Прескот окинул Кадфаэля долгим угрюмым взглядом и резко поднялся с колен.
— Я оповещу город, — промолвил он и отправился в ратушу.
По городу проехал глашатай, громогласно зачитывая королевский указ. Послали и в аббатство, дабы новость узнали в странноприимном доме. Хью Берингар, который возвращался из королевского лагеря и, переправившись вброд через реку у острова, уже подъезжал к аббатству, услышал приора Роберта, вещавшего у ворот аббатства. Среди встревоженных людей, выбежавших на улицу, чтобы послушать новости из замка, он заметил стройную фигурку Элин Сивард. В первый раз Хью увидел девушку с непокрытой головой.
Волосы Элин были золотистыми и легкими как паутинка — такими он их себе и представлял. Несколько вьющихся прядей, выбившихся из прически, окаймляли овальное личико. Длинные пушистые ресницы были гораздо темнее по тону — бронзового оттенка. Она внимательно слушала, в волнении покусывая губы и переплетая пальцы своих маленьких изящных рук.

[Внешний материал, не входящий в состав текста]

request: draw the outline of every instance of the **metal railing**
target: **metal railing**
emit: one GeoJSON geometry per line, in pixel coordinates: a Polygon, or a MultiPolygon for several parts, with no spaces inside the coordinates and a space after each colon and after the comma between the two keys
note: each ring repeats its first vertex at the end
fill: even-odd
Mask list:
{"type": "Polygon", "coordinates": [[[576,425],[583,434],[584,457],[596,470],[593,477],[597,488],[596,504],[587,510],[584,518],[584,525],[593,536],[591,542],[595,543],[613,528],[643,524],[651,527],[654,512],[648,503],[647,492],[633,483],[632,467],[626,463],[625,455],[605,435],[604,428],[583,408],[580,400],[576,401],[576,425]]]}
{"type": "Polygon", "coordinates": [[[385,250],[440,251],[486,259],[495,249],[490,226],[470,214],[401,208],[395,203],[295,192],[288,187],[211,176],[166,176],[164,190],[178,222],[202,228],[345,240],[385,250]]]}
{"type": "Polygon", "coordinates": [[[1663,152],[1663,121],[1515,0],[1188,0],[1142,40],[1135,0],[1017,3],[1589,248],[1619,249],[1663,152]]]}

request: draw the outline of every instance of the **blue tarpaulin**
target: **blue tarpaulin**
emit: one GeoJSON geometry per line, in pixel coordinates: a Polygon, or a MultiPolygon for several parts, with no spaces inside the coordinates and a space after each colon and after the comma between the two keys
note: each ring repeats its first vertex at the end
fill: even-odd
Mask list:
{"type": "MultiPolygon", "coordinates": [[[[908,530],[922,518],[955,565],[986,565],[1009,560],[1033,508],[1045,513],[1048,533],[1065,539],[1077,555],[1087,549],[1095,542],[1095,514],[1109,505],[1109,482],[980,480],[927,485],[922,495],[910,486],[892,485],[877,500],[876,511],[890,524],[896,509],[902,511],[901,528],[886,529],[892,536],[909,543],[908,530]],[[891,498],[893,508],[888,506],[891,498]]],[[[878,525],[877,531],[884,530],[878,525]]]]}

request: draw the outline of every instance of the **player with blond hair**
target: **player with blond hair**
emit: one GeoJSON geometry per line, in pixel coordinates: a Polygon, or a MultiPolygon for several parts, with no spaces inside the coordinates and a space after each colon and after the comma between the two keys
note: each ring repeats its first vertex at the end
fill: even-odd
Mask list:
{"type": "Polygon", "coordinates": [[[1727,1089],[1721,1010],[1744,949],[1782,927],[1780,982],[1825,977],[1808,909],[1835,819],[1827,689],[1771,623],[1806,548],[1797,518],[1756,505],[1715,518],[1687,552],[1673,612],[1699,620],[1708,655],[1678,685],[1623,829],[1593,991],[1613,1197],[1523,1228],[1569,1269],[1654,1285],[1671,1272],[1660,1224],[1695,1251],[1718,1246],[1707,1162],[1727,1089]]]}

Выглядела Элин совсем юной и беспомощной и не могла скрыть охватившего ее смятения.
Берингар спешился в нескольких шагах от нее, как будто случайно выбрав это место, чтобы дослушать до конца речь приора Роберта.
— ...и его милость, король, дозволяет всякому, кто пожелает, прийти беспрепятственно, дабы забрать своих родных, буде таковые обнаружатся среди казненных, с тем чтобы погрести оных своим иждивением. А также, поскольку среди них есть один, личность которого не установлена, король желает, чтобы всяк входящий осмотрел его, и пусть тот, кто узнает, назовет его имя. И да приходят все в замок совершенно свободно, не страшась королевского гнева и не ожидая никакого наказания.
Не все приняли эти заверения за чистую монету, но Элин поверила сразу. Ею овладело гнетущее чувство, что она обязана совершить это скорбное паломничество, и хотя девушка не опасалась, что поплатится за это, она трепетала при мысли о том, что ей предстоит увидеть.